A CQR (Convenção de Quioto Revisada) da OMA (Organização Mundial das Aduanas), em seu Apêndice I, buscou, diante dos desafios à época de sua publicação, em 1999, estabelecer medidas para a promoção do comércio internacional legítimo.

Novos desafios, como a globalização e o crescimento do comércio global, assim como as ameaças à segurança das nações, presentes nas ações terroristas, no tráfico de drogas, de armas, de pessoas e na lavagem de dinheiro, destacaram a necessidade de adequação do documento original de 1973.

Nesse escopo, a CQR preconizou, em seu Apêndice I, o reconhecimento da indispensável conciliação entre os benefícios da facilitação do comércio internacional e das normas que regem o controle aduaneiro, assim como elegeu, para atingir seus objetivos, alguns princípios, destacando-se, para o que interessa ao presente artigo, o da “adoção de técnicas modernas, tais como sistemas de gestão de risco e controles de auditoria bem como a mais ampla utilização possível das tecnologias da informação.”

Nesse sentido, o Anexo Geral da CQR consignou, em sua Norma 6.9 : “As Administrações Aduaneiras deverão utilizar da forma mais ampla possível a tecnologia da informação e o comércio eletrônico para reforçar o controle aduaneiro”. [1]

Quanto ao uso mais amplo possível da TI, em desdobramento específico, o artigo 10.4 do AFC/OMC [2], direciona os países signatários a estabelecerem um único ponto de entrada para a apresentação de documentos e informações exigidas para a importação, a exportação e o trânsito de mercadorias estrangeiras.

A ideia de um Guichê Único ou Janela Única é uma das melhores respostas aos desafios enfrentados pelas aduanas. Centralizar, em um único portal todo o controle aduaneiro, seja direto, pela aduana, seja dos órgãos anuentes, unificando o envio de informações, permitindo a verificação antecipada de informações, otimizando o pagamento de tributos, viabilizando a inspeção única por todos os órgãos envolvidos, tudo isso trazendo maior previsibilidade e segurança jurídica para os intervenientes, configura uma resposta inteligente e eficiente para o desafio de controlar e facilitar o comércio legítimo.[3]

O comércio exterior desempenha um papel fundamental no desenvolvimento da economia global, sendo primordial buscar o aprimoramento do intercâmbio comercial, por meio da redução das medidas burocráticas que oneram desnecessariamente os procedimentos aduaneiros. No Brasil, várias medidas com esse objetivo têm sido implementadas, sendo a janela ou guichê único, denominado Portal Único de Comércio Exterior (Siscomex), uma das principais.
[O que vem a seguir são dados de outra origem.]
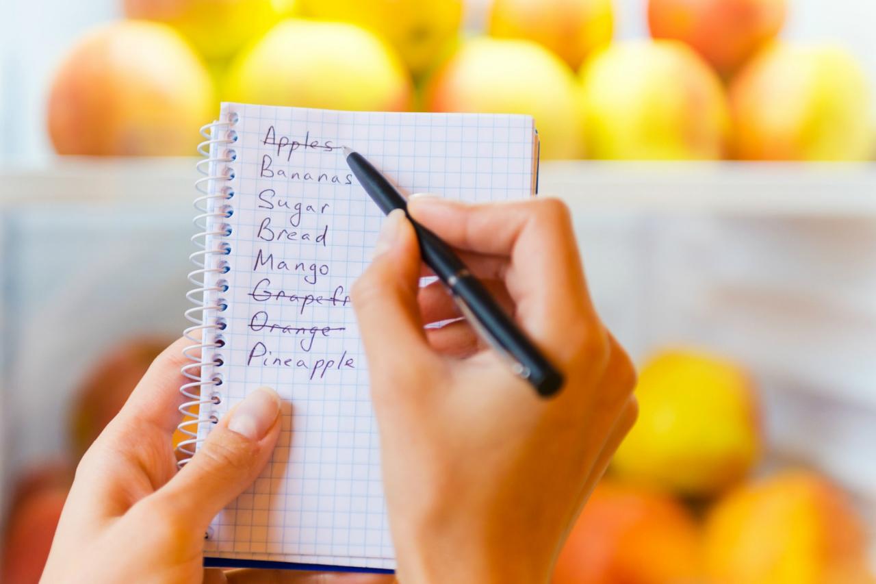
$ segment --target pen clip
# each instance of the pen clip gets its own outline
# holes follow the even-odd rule
[[[465,317],[465,320],[471,324],[471,328],[475,330],[475,332],[480,335],[481,338],[486,340],[487,343],[490,344],[490,346],[495,349],[496,353],[499,354],[499,357],[501,357],[504,361],[508,363],[511,367],[512,373],[520,379],[528,380],[529,376],[532,374],[532,371],[530,371],[529,367],[524,366],[519,360],[514,359],[504,346],[499,345],[498,341],[496,340],[496,338],[490,334],[490,331],[487,331],[483,324],[481,324],[481,321],[477,319],[475,313],[471,311],[470,308],[469,308],[469,305],[463,302],[462,298],[456,296],[456,294],[453,291],[453,288],[449,288],[449,289],[450,290],[450,296],[453,297],[454,302],[456,303],[456,306],[459,307],[459,311],[463,313],[463,317]]]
Fundamentando-se nas normas e práticas internacionais, o desenvolvimento do Portal Único teve início no ano de 2014, como parte de uma iniciativa do governo federal para modernizar e simplificar os processos de importação e exportação no país. [4]

A coordenação do projeto é realizada de forma conjunta entre o Ministério da Fazenda e o Ministério do Desenvolvimento, Indústria, Comércio e Serviços, em estreita cooperação com os demais órgãos públicos e, especialmente, com diversas entidades representativas do setor empresarial. Essa parceria entre o setor público e privado tem sido fundamental para assegurar que o sistema possa atender às necessidades de todos os atores envolvidos.

A respeito dos objetivos do Portal Único, destaca-se a integração dos processos aduaneiros, centralizando a troca de informações. Assim, nos termos do artigo 9º-C do Decreto nº 660/92,  no desenvolvimento e implementação do Portal Único deveriam atuar 22 órgãos e entidades da administração pública federal, em articulação com o MF e o MDIC.

Nesse contexto, o Decreto nº 660/92, em seu §1º do artigo 4º, estabeleceu que todas as exigências, licenças ou autorizações diretamente incidentes sobre operações de comércio deveriam ser demandadas aos operadores por meio do Portal Único. Além da integração, ressalta-se a simplificação dos procedimentos, considerando que a plataforma possibilita o envio eletrônico de documentos e informações necessárias para o despacho aduaneiro.

Spacca

Elimina-se, dessa forma, a necessidade de trâmites físicos e redundâncias na prestação de informações, automatizando etapas antes onerosas e reduzindo o tempo e os custos associados. O Portal Único promove também maior transparência e previsibilidade para as operações comerciais, possibilitando melhoria na gestão dos processos logísticos e maior controle sobre as transações, contribuindo, ainda, para a redução de erros e aumento da conformidade aduaneira.

Importante mencionar ainda que o sistema proporciona significativos benefícios para os órgãos de controle, favorecendo o gerenciamento de riscos e, por conseguinte, a celeridade na liberação das cargas.

Do ponto de vista econômico, em estudo publicado pela CNI em 2021, avaliando o impacto econômico do programa, foi constatado que os custos indiretos com a burocracia relacionada com as operações de comércio exterior caíram significativamente.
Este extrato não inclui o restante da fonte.